The Offer expired at 11:59 p.m. New York City time, on October 14, 2015. American Stock Transfer & Trust Company, LLC, the depositary for the tender offer, has advised that, as of the expiration of the Offer, a total of 18,271,479 shares had been tendered into and not withdrawn from the Offer, representing approximately 72.1% of Synergetics’ outstanding shares. Additionally, the depositary has advised that an additional 2,978,556 shares had been tendered by notice of guaranteed delivery, representing approximately 11.8% of Synergetics’ outstanding shares. The condition to the Offer that at least a majority of the outstanding shares of Synergetics common stock (on a fully diluted basis), not including shares tendered pursuant to procedures for guaranteed delivery and not yet delivered, be validly tendered and not properly withdrawn prior to the expiration of the Offer has been satisfied. Accordingly, all shares that were validly tendered and not properly withdrawn were accepted for payment and Valeant will promptly pay for all such tendered shares in accordance with the terms of the Offer. As a result of the tenders, Valeant will own a majority of the outstanding Synergetics shares (on a fully diluted basis), not including shares tendered pursuant to procedures for guaranteed delivery and not yet delivered, and expects to complete today the acquisition of Synergetics through a merger without a vote of Synergetics stockholders pursuant to Section 251(h) of the Delaware General Corporation Law.

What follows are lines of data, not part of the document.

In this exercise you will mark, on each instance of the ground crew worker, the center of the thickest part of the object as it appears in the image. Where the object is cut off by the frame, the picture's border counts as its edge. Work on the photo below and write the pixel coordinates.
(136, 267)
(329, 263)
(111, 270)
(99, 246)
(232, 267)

As a result of the merger, Synergetics will become a wholly owned subsidiary of VPI. In the merger, each remaining share of Synergetics that was not validly tendered in the Offer will be cancelled and converted into the right to receive the same price per share of $6.50 in cash (less any applicable withholding taxes and without interest) and one CVR, each without interest and less any applicable withholding taxes that was paid in the Offer. Following completion of the merger, the common stock of Synergetics will no longer be listed for trading on the NASDAQ Capital Market, which is expected to take effect as of the close of the market today.
About Valeant Pharmaceuticals International, Inc.
Valeant is a multinational, specialty pharmaceutical company that develops, manufactures and markets a broad range of pharmaceutical products and medical devices primarily in the areas of dermatology, gastrointestinal disorder, eye health, neurology and branded generics. More information about Valeant can be found at www.valeant.com.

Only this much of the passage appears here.